Cette voix est passée par bien des gorges, a empli bien des poitrines, et toujours, elle a dit l’humain partie d’un tout. Non pas opposé, mais en fraternité avec les autres éléments, visibles ou invisibles, de ce tout hors duquel son existence n’a plus de sens. Cette voix qui nous avertit, depuis la spoliation et l’élimination pure et simple des habitants autochtones de l’Amérique, de ce qui va arriver, de ce qui se passera forcément, si on continue à ne pas respecter la vie et à préférer la prédation au don, l’objet au vivant, les doigts qui arrachent à la main tendue.

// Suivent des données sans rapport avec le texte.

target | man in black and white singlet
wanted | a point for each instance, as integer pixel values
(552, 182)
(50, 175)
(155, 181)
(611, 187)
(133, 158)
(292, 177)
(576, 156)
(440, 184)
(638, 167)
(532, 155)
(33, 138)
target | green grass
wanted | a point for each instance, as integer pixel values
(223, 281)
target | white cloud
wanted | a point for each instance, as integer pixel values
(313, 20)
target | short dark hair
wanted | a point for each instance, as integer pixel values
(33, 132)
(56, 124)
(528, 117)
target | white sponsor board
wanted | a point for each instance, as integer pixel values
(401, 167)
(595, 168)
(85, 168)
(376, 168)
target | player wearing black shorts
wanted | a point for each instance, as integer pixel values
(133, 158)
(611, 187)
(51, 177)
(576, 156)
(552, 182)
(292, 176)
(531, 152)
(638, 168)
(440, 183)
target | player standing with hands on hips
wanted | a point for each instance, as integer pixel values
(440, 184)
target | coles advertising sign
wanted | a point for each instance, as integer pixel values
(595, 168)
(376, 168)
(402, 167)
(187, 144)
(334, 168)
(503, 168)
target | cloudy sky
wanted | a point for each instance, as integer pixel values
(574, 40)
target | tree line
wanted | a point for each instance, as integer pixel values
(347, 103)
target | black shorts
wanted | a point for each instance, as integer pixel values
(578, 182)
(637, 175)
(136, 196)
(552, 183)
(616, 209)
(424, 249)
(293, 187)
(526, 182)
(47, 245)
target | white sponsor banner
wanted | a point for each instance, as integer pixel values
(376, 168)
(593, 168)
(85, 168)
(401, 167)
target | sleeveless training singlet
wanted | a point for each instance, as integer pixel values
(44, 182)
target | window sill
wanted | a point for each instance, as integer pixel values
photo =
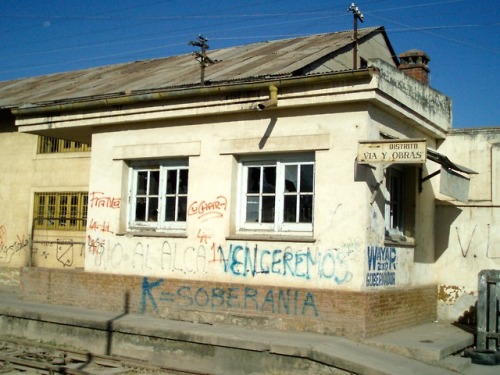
(153, 234)
(275, 237)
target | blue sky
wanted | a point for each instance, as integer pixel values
(462, 37)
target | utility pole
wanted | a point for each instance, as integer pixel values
(202, 57)
(357, 16)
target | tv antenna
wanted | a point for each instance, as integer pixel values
(357, 16)
(201, 56)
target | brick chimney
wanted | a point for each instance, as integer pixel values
(415, 64)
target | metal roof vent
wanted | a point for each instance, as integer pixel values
(415, 63)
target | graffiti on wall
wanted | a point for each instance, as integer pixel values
(468, 240)
(245, 261)
(382, 264)
(235, 259)
(240, 260)
(273, 301)
(64, 252)
(99, 199)
(204, 210)
(9, 250)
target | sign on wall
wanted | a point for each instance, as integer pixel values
(409, 151)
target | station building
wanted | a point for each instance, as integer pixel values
(281, 184)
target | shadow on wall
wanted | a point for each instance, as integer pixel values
(445, 216)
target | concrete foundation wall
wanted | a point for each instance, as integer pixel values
(350, 314)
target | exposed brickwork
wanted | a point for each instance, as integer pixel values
(346, 313)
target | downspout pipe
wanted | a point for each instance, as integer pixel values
(272, 101)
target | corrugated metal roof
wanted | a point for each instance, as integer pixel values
(280, 58)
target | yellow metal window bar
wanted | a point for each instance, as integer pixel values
(49, 145)
(60, 211)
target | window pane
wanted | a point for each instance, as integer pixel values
(154, 180)
(140, 209)
(269, 183)
(183, 181)
(305, 209)
(290, 209)
(291, 178)
(181, 216)
(142, 179)
(252, 209)
(153, 209)
(306, 178)
(172, 181)
(170, 209)
(253, 181)
(268, 209)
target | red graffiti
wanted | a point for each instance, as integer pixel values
(98, 199)
(96, 245)
(209, 210)
(103, 227)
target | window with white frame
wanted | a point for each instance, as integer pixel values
(158, 195)
(400, 201)
(277, 194)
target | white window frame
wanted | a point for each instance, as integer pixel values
(279, 225)
(164, 168)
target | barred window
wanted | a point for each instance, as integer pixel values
(49, 145)
(61, 211)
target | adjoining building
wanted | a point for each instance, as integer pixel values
(270, 185)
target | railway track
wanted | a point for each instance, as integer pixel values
(19, 356)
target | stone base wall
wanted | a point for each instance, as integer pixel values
(346, 313)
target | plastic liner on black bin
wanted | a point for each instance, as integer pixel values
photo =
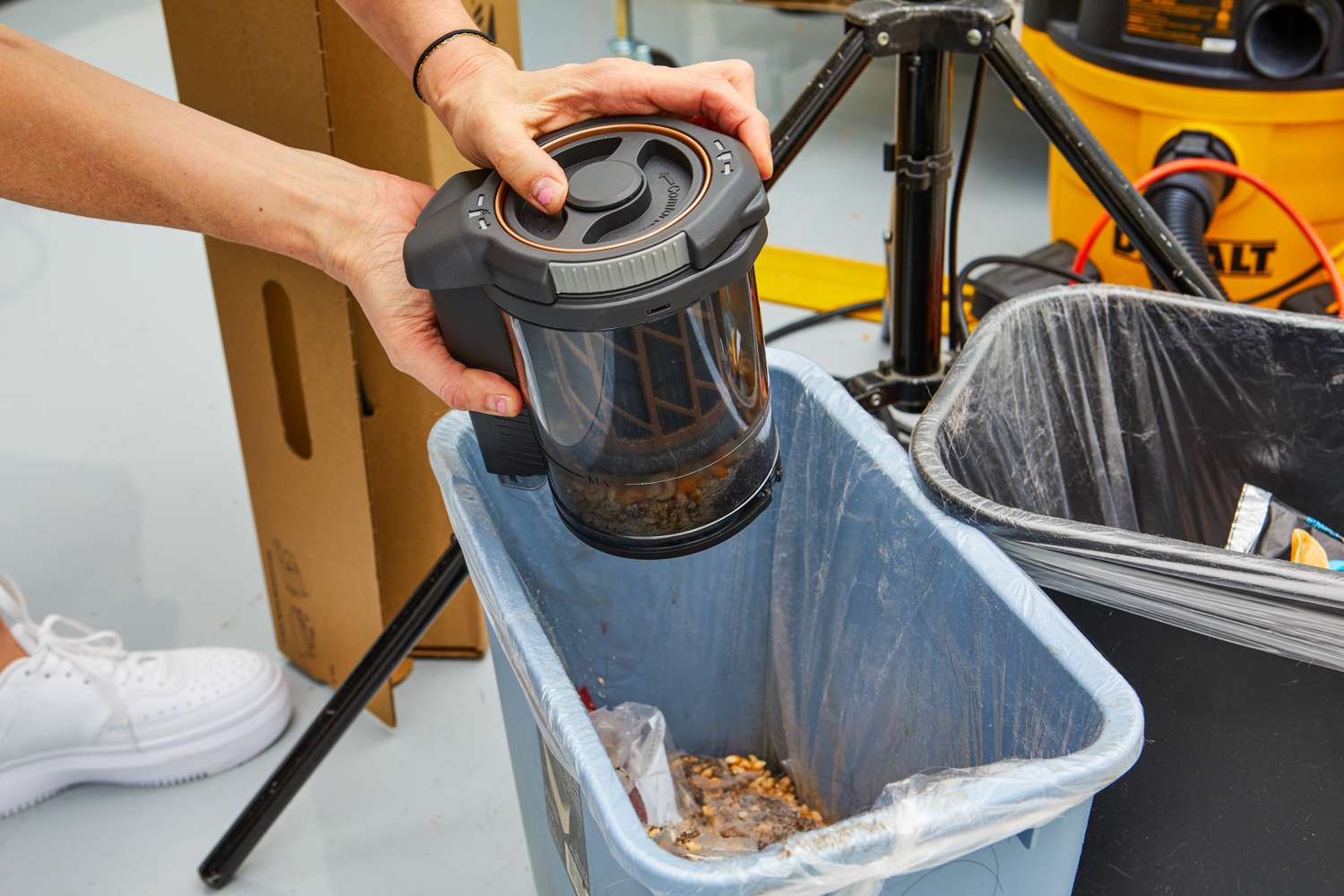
(1102, 437)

Natasha Kanapé Fontaine fait partie de la communauté innue du Canada. Elle a passé ses premières années dans la réserve indienne de Pessamit, au Québec. Les Innus, après avoir vu un grand barrage noyer la plus grande partie de leur territoire, les privant non seulement de leurs terres mais aussi de leurs rivières qui étaient autant de voies d’eau transitées en canoë et les condamnant ainsi à l’isolement, sont en lutte aujourd’hui contre la construction de l’oléoduc Costal GasLink censé passer sur leur territoire.

Les Premières Nations sont particulièrement menacées par la pandémie de coronavirus. Beaucoup de leurs membres souffrent de maladies chroniques liées à la paupérisation. Dans les réserves, les infrastructures médicales sont insuffisantes et la promiscuité liée au manque de logement multiplie les risques. Alors devant cette menace, les rangs se resserrent autour des aînés, certains partent vivre dans les bois et plusieurs communautés ont fermé les accès à leurs villages.

« Nos fils et nos filles sortiront des réserves
les aïeux sur le dos
les ancêtres à l’oreille (…)

Nos filles et nos fils sortiront des réserves
se souviendront de la misère
fabriquée
ils ramperont au sortir des réservoirs
des barrages des pourvoiries
ils murmureront
je me souviens »**

La voix de Natasha Kanapé Fontaine s’inscrit dans la lignée des An Atane-Kapesh et Joséphine Bacon. Elle dit la terre blessée:

« J’ai une terre à mourir
Avec les prairies magnétiques
Les hauts blés carabinés
Les eaux blondes toxiques »*,

les femmes et les hommes annihilés, les traces effacées dans le silence amnésique. Elle porte une parole de paix aussi, d’amour et de combat, une parole qui ne se casse pas, n’abdique pas et s’entend haut et fort. Natasha Kanapé Fontaine reçoit la vision des esprits, ainsi qu’elle le dit dans le prologue de Manifeste Assi. Elle croit aux prophéties. «  Je viens de cette lignée. De la lignée des chasseurs et des braves. Je suis la fille de ceux qui marchent dans les rêves. La petite-fille des chamans et des guérisseurs. La soeur de ceux qui parlent aux ancêtres. Je suis celle qui suit leurs traces dans la neige à -40 degrés Celsius la nuit, aux abords du fleuve. »

Natasha Kanapé Fontaine a une voix puissante, une voix tonnerre qui a le pouvoir de nous sortir de notre torpeur, une voix plus que jamais nécessaire.

« Je remonterai le pays
plus grande que les coureurs des bois
plus grande que les prémonitions
plus grande que les séquoias
mes enjambées pays mien
plus longue que les pipelines (…)

Je reprendrai possession de mes droits
je reprendrai possession de mon souffle
je reprendrai possession de mes routes d’eau » **

Kits Hilaire

* Manifeste Assi , Mémoire d’encrier 2014
** Bleuets et abricots, Mémoire d’encrier 2016

Les ouvrages de Natasha Kanapé Fontaine publiés aux éditions Mémoire d’encrier sont tous disponibles en version papier, e-pub ou pdf.